Des graffitis pro-palestiniens profanent le Mur occidental, provoquant l’indignation

Des graffitis pro-palestiniens profanent le Mur occidental et la Grande Synagogue de Jérusalem, provoquant l'indignation. Un suspect a été arrêté. Le rabbin condamne l'acte.

Par Pesach Benson • 11 août 2025

Jérusalem, 11 août 2025 (TPS-IL) — Des graffitis pro-palestiniens ont été découverts lundi sur deux des sites religieux les plus importants de Jérusalem — le complexe du Mur des Lamentations et la Grande Synagogue — suscitant l’indignation des leaders religieux et politiques.
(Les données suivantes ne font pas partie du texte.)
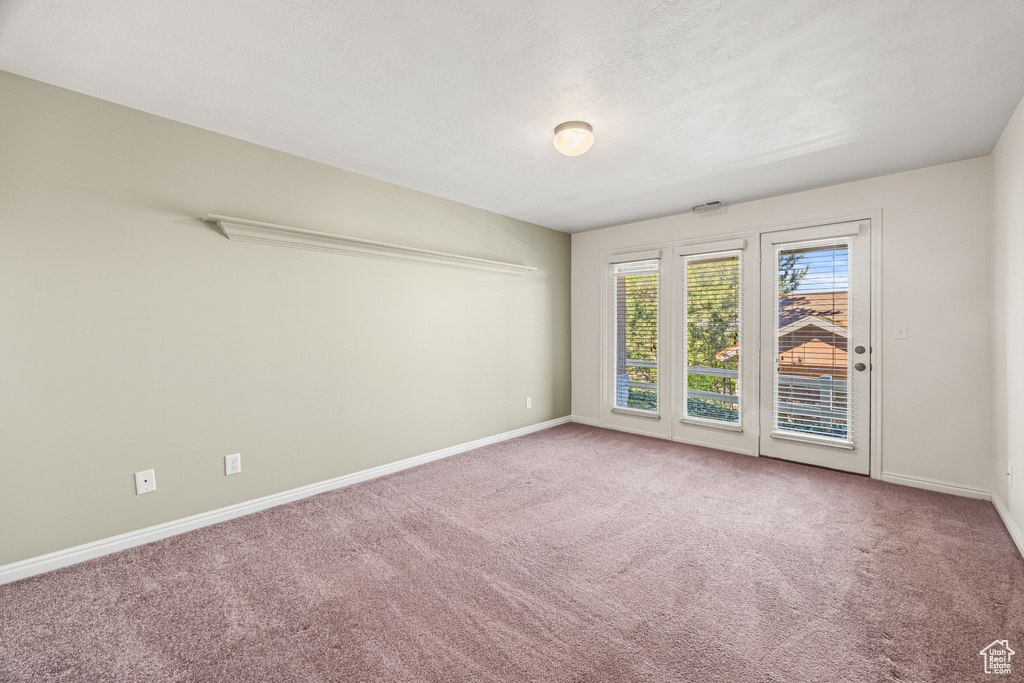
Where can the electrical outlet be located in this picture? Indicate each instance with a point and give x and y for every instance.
(145, 481)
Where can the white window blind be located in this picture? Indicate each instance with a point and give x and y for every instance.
(635, 332)
(712, 295)
(812, 356)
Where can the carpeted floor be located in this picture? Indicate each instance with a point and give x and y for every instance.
(573, 554)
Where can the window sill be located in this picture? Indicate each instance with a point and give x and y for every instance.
(715, 425)
(636, 413)
(816, 440)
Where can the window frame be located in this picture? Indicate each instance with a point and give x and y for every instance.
(609, 348)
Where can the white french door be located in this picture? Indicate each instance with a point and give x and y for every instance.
(815, 346)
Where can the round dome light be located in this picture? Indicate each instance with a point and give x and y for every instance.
(573, 137)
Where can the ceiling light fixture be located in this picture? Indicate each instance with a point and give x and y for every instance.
(573, 137)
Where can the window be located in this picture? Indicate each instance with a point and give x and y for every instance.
(635, 299)
(713, 341)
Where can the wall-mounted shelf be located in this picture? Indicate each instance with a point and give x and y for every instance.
(296, 238)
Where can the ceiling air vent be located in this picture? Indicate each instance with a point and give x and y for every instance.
(708, 206)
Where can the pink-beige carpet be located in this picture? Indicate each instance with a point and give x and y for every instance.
(572, 554)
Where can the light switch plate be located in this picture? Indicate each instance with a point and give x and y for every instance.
(145, 481)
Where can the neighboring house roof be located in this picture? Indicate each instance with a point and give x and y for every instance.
(813, 322)
(829, 311)
(832, 306)
(814, 352)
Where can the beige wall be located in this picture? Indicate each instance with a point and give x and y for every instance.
(1008, 172)
(936, 275)
(134, 336)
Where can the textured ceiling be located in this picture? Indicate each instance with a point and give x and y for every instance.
(689, 100)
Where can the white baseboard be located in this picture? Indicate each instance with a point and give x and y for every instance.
(62, 558)
(1015, 530)
(937, 485)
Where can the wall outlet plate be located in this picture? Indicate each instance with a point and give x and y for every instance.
(145, 481)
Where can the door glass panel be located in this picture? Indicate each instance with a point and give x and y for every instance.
(711, 290)
(812, 333)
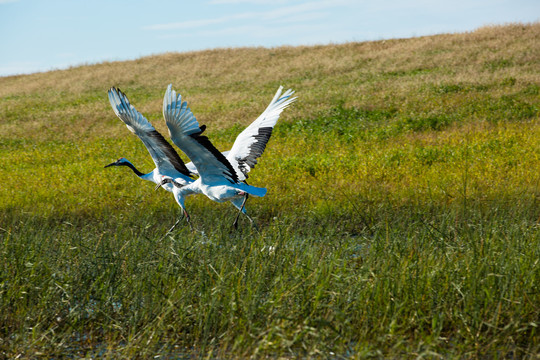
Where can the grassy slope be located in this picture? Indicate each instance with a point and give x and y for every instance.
(402, 214)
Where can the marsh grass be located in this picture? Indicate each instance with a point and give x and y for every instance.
(401, 219)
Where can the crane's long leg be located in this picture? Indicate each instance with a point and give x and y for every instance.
(171, 229)
(235, 223)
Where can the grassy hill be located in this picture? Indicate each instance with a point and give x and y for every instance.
(401, 218)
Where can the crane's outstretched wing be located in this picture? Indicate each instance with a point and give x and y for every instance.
(251, 142)
(186, 133)
(165, 157)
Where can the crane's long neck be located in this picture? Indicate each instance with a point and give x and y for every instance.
(135, 170)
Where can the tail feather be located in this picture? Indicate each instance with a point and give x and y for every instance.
(252, 190)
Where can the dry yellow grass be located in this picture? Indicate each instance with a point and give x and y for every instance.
(227, 86)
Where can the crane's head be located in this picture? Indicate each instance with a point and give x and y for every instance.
(120, 162)
(168, 180)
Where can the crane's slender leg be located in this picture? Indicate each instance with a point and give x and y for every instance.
(235, 223)
(188, 220)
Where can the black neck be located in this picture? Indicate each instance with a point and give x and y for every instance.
(135, 170)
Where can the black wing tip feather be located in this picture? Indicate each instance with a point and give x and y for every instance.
(171, 154)
(204, 141)
(255, 150)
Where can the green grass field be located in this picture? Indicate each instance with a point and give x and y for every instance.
(402, 218)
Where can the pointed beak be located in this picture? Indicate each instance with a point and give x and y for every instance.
(163, 182)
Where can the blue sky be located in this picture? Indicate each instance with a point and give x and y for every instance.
(41, 35)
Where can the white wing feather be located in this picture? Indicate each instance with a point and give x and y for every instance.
(251, 142)
(165, 157)
(185, 132)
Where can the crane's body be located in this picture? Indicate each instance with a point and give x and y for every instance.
(222, 176)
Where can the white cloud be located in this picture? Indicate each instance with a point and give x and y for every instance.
(299, 12)
(251, 2)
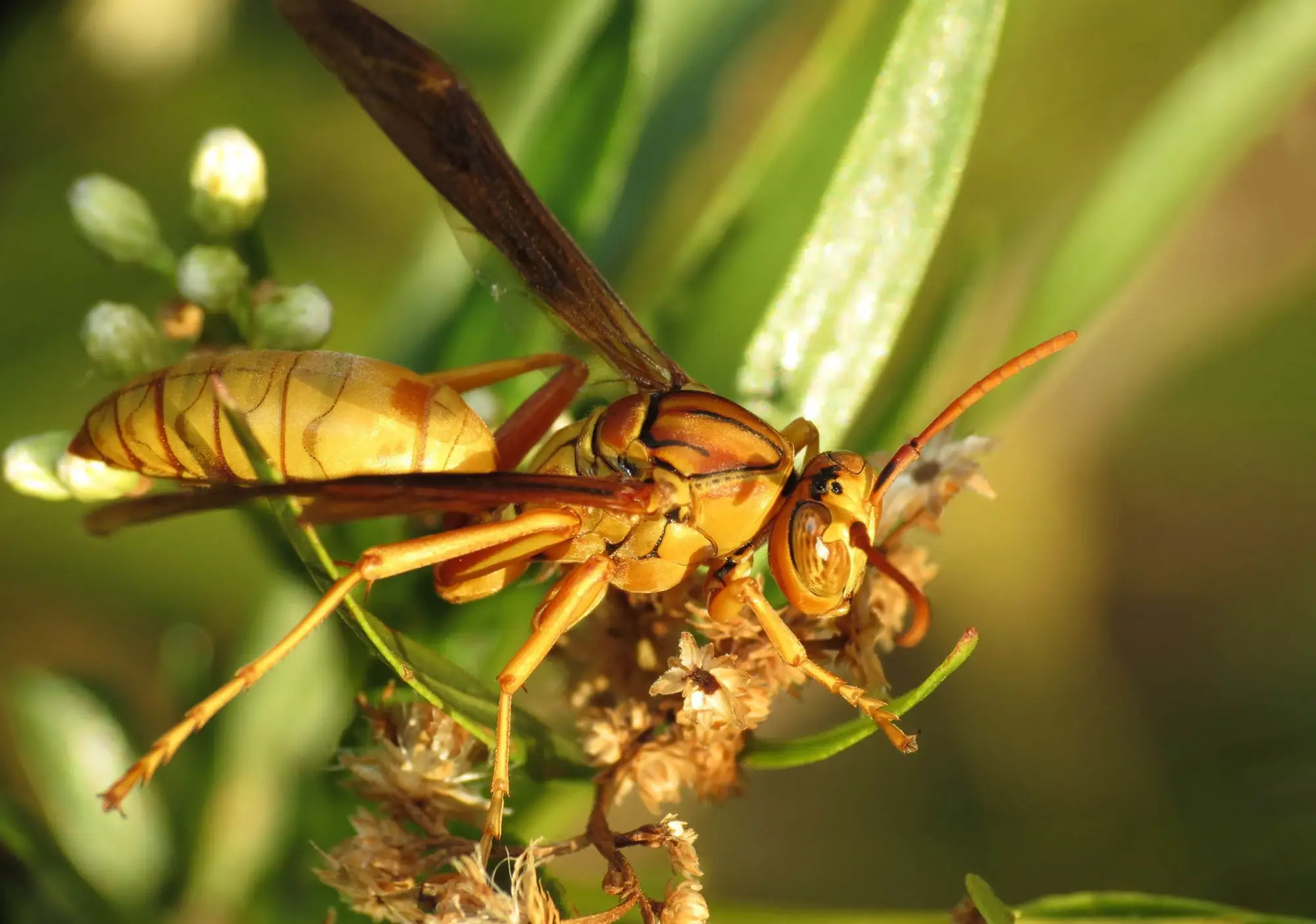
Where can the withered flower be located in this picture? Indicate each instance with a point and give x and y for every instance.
(681, 847)
(422, 759)
(685, 904)
(606, 732)
(711, 685)
(944, 468)
(377, 871)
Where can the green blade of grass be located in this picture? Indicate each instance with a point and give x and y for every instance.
(993, 910)
(1247, 78)
(835, 322)
(1142, 906)
(809, 89)
(49, 889)
(768, 755)
(72, 748)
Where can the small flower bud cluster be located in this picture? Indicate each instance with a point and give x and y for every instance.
(40, 467)
(228, 181)
(213, 280)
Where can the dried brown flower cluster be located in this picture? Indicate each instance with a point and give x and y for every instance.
(660, 710)
(684, 727)
(403, 865)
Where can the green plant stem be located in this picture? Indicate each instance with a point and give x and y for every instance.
(768, 755)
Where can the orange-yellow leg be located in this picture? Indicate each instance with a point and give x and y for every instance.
(746, 592)
(536, 415)
(384, 561)
(568, 602)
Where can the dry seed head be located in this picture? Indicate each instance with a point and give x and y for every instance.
(680, 840)
(420, 759)
(609, 731)
(711, 685)
(377, 871)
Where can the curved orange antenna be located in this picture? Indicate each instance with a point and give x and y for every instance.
(911, 451)
(922, 618)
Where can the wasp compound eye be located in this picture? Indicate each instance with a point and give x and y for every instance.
(822, 567)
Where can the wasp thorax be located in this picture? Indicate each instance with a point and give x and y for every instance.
(811, 553)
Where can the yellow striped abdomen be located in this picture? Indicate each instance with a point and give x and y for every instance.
(318, 415)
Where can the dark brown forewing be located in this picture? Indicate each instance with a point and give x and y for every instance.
(424, 109)
(365, 497)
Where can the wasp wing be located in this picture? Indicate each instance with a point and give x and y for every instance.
(430, 115)
(363, 497)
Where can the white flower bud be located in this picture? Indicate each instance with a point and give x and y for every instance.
(93, 480)
(116, 219)
(295, 318)
(31, 465)
(122, 340)
(214, 278)
(228, 182)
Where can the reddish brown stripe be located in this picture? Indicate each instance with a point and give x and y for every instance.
(410, 403)
(119, 431)
(284, 418)
(161, 432)
(311, 434)
(226, 469)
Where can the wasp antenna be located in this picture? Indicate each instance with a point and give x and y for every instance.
(911, 451)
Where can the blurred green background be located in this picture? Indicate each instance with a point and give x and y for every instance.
(1139, 714)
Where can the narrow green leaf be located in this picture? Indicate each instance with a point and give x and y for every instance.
(734, 915)
(1247, 78)
(809, 89)
(711, 313)
(1144, 908)
(993, 910)
(53, 889)
(768, 755)
(835, 322)
(72, 750)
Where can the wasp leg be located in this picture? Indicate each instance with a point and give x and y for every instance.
(802, 435)
(536, 415)
(747, 592)
(569, 601)
(384, 561)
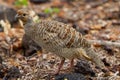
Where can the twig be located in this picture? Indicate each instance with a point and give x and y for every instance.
(108, 43)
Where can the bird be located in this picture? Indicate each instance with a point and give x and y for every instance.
(60, 39)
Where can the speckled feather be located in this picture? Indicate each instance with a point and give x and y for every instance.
(61, 39)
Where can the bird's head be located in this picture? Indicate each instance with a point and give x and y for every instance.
(23, 15)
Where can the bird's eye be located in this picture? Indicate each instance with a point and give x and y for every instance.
(24, 14)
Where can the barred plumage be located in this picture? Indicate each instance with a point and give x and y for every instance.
(59, 38)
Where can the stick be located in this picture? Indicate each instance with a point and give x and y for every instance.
(108, 43)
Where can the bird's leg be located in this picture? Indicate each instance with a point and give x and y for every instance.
(71, 65)
(60, 65)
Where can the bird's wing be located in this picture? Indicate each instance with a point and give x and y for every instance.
(64, 35)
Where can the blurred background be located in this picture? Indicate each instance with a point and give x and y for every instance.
(95, 19)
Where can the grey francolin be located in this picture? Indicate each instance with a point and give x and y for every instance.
(59, 38)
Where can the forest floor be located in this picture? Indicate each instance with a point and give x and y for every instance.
(21, 59)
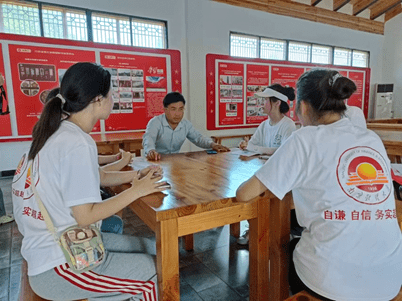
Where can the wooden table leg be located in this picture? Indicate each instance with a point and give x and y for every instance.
(278, 247)
(167, 258)
(235, 229)
(259, 252)
(189, 242)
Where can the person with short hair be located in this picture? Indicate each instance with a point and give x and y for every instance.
(65, 172)
(340, 178)
(272, 132)
(166, 133)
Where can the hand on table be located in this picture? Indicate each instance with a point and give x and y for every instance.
(127, 157)
(220, 148)
(243, 144)
(153, 155)
(156, 169)
(148, 184)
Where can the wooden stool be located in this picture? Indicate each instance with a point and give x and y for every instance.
(26, 292)
(304, 296)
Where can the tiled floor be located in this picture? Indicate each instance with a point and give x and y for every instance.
(217, 269)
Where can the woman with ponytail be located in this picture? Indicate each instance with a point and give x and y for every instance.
(340, 178)
(65, 172)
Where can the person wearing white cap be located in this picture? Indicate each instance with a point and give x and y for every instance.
(272, 132)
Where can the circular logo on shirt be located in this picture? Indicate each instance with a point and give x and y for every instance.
(363, 175)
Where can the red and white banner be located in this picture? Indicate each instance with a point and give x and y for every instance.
(232, 83)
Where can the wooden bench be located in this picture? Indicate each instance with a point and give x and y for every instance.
(304, 296)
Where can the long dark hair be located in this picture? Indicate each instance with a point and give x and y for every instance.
(325, 90)
(288, 91)
(81, 83)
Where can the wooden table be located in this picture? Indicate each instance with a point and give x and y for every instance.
(110, 143)
(203, 197)
(393, 143)
(218, 139)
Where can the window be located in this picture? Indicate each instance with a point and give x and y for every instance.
(244, 46)
(60, 22)
(273, 49)
(299, 52)
(148, 34)
(360, 58)
(342, 57)
(20, 18)
(321, 54)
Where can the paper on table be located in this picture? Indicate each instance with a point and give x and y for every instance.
(245, 153)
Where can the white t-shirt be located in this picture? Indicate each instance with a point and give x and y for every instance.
(271, 136)
(66, 174)
(339, 174)
(356, 115)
L’inscription hébraïque peinte en rouge, disant « Il y a un Holocauste à Gaza », a d’abord été repérée par les gardes de sécurité près de l’entrée de la porte Mugrabi menant de la place du Mur des Lamentations au Mont du Temple. L’endroit est proche des escaliers menant à la zone de prière égalitaire connue sous le nom d’Ezrat Yisrael, séparée de la place principale.

Des graffitis similaires ont ensuite été découverts sur le mur de la Grande Synagogue dans le centre de Jérusalem.

La police a déclaré qu’un habitant de 27 ans de la ville a été arrêté sous suspicion d’avoir commis les deux actes. Il a été emmené pour interrogatoire et est prévu de comparaître devant un juge, où la police demandera une prolongation de sa détention.

Le rabbin Shmuel Rabinowitz, le Grand Rabbin du Mur des Lamentations et des Lieux Saints, a condamné les graffitis comme un acte de profanation.

“Un lieu saint n’est pas un endroit pour exprimer des protestations — quelles qu’elles soient — et encore moins quand cela se fait dans le lieu le plus saint pour l’ensemble du peuple juif,” a déclaré Rabinowitz.

Le rabbin a noté qu’un incident similaire s’était produit par le passé du côté nord du Mur, suscitant des discussions sur la manière de retirer de telles marques sans endommager les pierres.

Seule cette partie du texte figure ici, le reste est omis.